第二幕
第9話
烈日がジリジリと大地を焦がしている。
正直、昼はとてもじゃないけど出歩きたくない。
ナローシュ様にこの間の件の罰として立哨を命じられたから仕方ないのだけど。
剣を抜いてたのに、追放されたり、殺されないだけマシか。
「花ー、花はいらんかねー、花ぁ」
王宮前に見るからに怪しい娘がいた。
やる気のない声を出しながら歩く茶髪の子。
一見普通の花売りに見えなくもないけど、押しているカゴの中に、良く見ると強い毒のある花が混じっている。
そんなものを誰が買うんだろうかと、目で追っていくと、建物の陰に入っていった。
私は興味本位でその後を尾ける。
「はぁ、王様にバレずに探って来いとか、ご主人様も無茶言いますよ、全く。元同僚にバレないわけないでしょ……」
独り言が聞こえた。
探る……王様を……?
「ご主人様が何をしようと、結局は王様が彼女を嫁にするんだろうし……」
王様が嫁に……ああ、なるほどナローシュ様が言ってる、あの子とやらの話ね。
「でも婚約してたのは隣国の王家の方だったような気が……まあ、お気の毒だなぁ」
何か事情に詳しそう、話を聞くしかない。
◇◇◇◇◇◇◇◇
「失礼、そこのお嬢さん」
「ひっ!な、なんでもありません!私はしがない花売りですから!」
声をかけるとビクッと跳ねて、逃げようとする。
「なら、何故逃げるのですか?」
「あ~えっと~お、お花を摘みに行こうかと!」
「もし、私がその花を買おうとしている客だったら?」
「え、あの、その」
「ではこれで、花を買いましょう」
金貨を握らせる。正直、物の値段とか相場はよく分からないけど、流石に買えないという事は無いはず。
「……?えっ、これっ金貨では!?」
「これでは足りませんか……?」
……金貨じゃ花も買えないのね。
道中の食事には幾らかかったんだろう、後で将軍にはちゃんと払っておかないと。
「い、いえ……そんな事は……えっと、その。わかってるんですよね……?」
あ、足りるんだ。良かった。
「ええ、まあ。わかってなければ声も掛けなかったでしょう」
まあ、毒花ばかりだし。大方、花屋に変装するのに、人が摘んでいないようなモノを掻き集めたんでしょう。

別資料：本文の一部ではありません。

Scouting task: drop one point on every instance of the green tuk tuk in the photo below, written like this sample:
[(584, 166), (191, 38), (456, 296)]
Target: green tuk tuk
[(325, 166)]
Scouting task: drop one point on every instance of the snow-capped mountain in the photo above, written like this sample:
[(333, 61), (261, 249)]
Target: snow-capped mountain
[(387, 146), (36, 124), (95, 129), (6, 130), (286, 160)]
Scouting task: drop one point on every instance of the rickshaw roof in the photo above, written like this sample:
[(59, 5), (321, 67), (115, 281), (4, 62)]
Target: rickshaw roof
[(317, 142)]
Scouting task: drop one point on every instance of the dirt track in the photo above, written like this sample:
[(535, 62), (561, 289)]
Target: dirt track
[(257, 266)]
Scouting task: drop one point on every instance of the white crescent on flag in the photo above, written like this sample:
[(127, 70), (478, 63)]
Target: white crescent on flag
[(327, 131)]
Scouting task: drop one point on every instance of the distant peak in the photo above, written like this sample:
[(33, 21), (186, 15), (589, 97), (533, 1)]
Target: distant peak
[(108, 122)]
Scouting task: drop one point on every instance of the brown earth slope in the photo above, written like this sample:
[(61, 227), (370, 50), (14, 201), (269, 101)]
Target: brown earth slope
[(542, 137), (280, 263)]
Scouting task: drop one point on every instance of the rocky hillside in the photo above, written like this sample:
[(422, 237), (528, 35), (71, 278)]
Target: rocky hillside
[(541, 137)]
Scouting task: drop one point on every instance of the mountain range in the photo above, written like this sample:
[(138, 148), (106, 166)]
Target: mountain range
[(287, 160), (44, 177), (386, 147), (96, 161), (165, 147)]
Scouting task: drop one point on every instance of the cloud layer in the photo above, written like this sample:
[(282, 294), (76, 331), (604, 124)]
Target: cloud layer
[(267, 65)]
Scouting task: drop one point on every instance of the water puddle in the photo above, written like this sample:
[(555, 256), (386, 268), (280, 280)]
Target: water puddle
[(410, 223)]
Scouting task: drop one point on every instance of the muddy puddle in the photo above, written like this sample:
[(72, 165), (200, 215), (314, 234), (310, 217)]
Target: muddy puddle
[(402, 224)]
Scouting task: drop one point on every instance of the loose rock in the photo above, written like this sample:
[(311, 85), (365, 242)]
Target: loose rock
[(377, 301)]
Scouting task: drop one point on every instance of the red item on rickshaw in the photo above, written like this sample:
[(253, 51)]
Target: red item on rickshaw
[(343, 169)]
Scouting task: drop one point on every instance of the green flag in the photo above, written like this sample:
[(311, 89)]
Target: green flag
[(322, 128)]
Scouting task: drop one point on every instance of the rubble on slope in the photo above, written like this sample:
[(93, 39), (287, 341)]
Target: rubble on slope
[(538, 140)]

普通の人が気が付かなくても、花売りが知らないはずはないし。
「……ぅ……その……はい、わかりました。で、では、そのついてきてもらって良いですか?」
「……?構いませんがそれは……」
「……こ、ここでするような事ではないと思いますので……他の人の目や耳がありますから……」
なるほど、やっぱり密偵か何かだった訳ね。
「分かりました。では参りましょう」
この子の背後には必ず何か情報があるはず。